Odeio todos os segredos mais secretos
Que permanecerão em segredo para sempre
Te presenteio com um ramalhete de dejetos
Tragando na fumaça o câncer inerente
A fisionomia tosca de um lábio sem sorriso
O hálito podre de uma boca sem dentes
A podridão é tudo que é preciso
Quando a culpa já não encontra inocentes
Uma canção de louvor entoada aos berros
O êxtase ou qualquer vislumbre de alegria
Enquanto isso, todas as dores que em mim encerro
Transformam o respirar no ritmo da agonia
O pecado original é a reprodução
E meu pecado foi não ser original
O repetir é o pecado capital
A cópia é a originalidade na inovação
Sorria, você é o fruto do ontem
Sorria, uma polpa podre não envolve sementes
Não chore, você serve de adubo para minha árvore
Não chore, no meu pomar todas as plantas são diferentes
A presença do vazio é a ausência do presente
Será que nada que é eterno dura pra sempre?
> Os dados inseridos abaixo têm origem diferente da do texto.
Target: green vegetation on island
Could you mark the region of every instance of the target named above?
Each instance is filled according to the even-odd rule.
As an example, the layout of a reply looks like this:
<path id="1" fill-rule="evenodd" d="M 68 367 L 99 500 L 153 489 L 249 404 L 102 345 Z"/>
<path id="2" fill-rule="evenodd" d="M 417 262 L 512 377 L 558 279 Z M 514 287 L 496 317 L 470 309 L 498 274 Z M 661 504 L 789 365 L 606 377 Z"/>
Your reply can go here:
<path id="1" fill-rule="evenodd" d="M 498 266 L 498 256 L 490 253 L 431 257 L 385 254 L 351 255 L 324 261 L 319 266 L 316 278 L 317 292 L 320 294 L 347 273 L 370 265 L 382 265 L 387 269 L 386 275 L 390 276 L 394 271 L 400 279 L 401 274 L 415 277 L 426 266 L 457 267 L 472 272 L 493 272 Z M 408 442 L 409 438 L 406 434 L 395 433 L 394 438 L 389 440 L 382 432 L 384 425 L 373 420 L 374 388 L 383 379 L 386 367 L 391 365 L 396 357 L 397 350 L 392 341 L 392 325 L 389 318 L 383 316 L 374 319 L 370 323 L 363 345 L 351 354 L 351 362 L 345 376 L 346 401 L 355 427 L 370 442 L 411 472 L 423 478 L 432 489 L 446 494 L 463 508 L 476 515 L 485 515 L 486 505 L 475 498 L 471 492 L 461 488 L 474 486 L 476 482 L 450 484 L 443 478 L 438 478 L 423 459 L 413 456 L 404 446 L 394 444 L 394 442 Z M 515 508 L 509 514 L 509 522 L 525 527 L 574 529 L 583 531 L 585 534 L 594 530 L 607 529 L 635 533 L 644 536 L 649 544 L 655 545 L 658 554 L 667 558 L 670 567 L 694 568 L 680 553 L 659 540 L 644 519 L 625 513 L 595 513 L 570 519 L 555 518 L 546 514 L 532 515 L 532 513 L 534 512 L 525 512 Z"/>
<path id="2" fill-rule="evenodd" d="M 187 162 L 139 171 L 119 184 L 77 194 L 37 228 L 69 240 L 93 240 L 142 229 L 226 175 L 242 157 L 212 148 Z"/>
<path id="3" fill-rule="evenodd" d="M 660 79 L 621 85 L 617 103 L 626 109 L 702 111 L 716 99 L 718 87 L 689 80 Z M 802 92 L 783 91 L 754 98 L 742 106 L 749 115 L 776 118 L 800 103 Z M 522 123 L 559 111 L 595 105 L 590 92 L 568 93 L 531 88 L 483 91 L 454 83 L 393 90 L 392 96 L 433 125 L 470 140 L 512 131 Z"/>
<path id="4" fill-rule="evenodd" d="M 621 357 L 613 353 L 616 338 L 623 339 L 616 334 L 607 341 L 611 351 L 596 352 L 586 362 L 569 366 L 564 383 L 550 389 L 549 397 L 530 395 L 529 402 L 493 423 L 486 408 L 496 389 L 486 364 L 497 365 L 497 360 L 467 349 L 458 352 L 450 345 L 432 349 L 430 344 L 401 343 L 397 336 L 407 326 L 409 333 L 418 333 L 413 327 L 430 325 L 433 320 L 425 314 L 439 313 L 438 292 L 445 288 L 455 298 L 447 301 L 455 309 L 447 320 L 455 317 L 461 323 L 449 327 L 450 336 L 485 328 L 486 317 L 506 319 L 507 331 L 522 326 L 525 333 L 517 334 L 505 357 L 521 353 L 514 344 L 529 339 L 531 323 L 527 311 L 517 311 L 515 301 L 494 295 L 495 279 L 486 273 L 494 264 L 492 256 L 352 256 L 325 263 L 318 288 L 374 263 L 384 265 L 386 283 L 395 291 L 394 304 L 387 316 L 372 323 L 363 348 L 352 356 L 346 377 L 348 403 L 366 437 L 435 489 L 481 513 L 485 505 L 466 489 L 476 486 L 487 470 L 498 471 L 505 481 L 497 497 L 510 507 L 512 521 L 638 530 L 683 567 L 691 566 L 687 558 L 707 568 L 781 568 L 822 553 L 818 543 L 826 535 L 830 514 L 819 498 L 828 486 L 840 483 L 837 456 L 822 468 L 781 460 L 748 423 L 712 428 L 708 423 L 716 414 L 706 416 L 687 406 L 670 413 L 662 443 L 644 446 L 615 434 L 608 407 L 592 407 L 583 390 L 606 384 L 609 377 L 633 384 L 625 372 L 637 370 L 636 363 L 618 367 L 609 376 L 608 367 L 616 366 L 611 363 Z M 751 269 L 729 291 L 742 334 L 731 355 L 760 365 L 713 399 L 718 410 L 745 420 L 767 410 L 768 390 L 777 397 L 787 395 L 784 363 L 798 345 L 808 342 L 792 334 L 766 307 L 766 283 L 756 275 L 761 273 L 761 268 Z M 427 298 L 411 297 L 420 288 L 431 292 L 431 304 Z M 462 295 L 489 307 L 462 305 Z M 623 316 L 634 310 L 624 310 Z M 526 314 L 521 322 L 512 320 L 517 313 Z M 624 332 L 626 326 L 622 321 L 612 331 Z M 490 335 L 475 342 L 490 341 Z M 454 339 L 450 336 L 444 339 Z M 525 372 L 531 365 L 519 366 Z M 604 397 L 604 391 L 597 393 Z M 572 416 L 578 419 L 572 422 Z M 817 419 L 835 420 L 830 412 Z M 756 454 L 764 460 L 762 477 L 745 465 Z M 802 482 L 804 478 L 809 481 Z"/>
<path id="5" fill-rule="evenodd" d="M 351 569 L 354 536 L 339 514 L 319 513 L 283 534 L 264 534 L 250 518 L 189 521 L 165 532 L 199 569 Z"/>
Ou será que tudo é nada e com a eternidade não é diferente?
Se com 4 letras o nada se torna algo
E se tudo cabe em 4 também
É natural que com 8 eu tenha o universo
Ou será que com 3 ele me tem?
O que vocês debatiam na grande mesa?
Enquanto eu me debatia no chão
Degustavam sofisticadas sobremesas
E eu catava as sobras da mesa com as mãos
Já não há mais alimento lá fora
Talvez devêssemos fazer uma sopa de dinheiro
Calma aí, aguarde sua hora
Eu tenho o direito de comer primeiro
Irmão, você me mataria enquanto durmo?
Bom demais pra ser verdade
Liberta-me desse mundo
E me perdoa por ser covarde
Perceba a gravidade da situação
Há uma força que me puxa para baixo
Quando quero sair do chão
Não acho, não me encaixo, ladeira abaixo
Isso é grave, a grave idade
Isso é grave, a gravidez
Isso é lenda, a feliz idade
Está na cara a insensata tez
Desligue a TV e o som
Esse barulho é o rádio em atividade, radioatividade?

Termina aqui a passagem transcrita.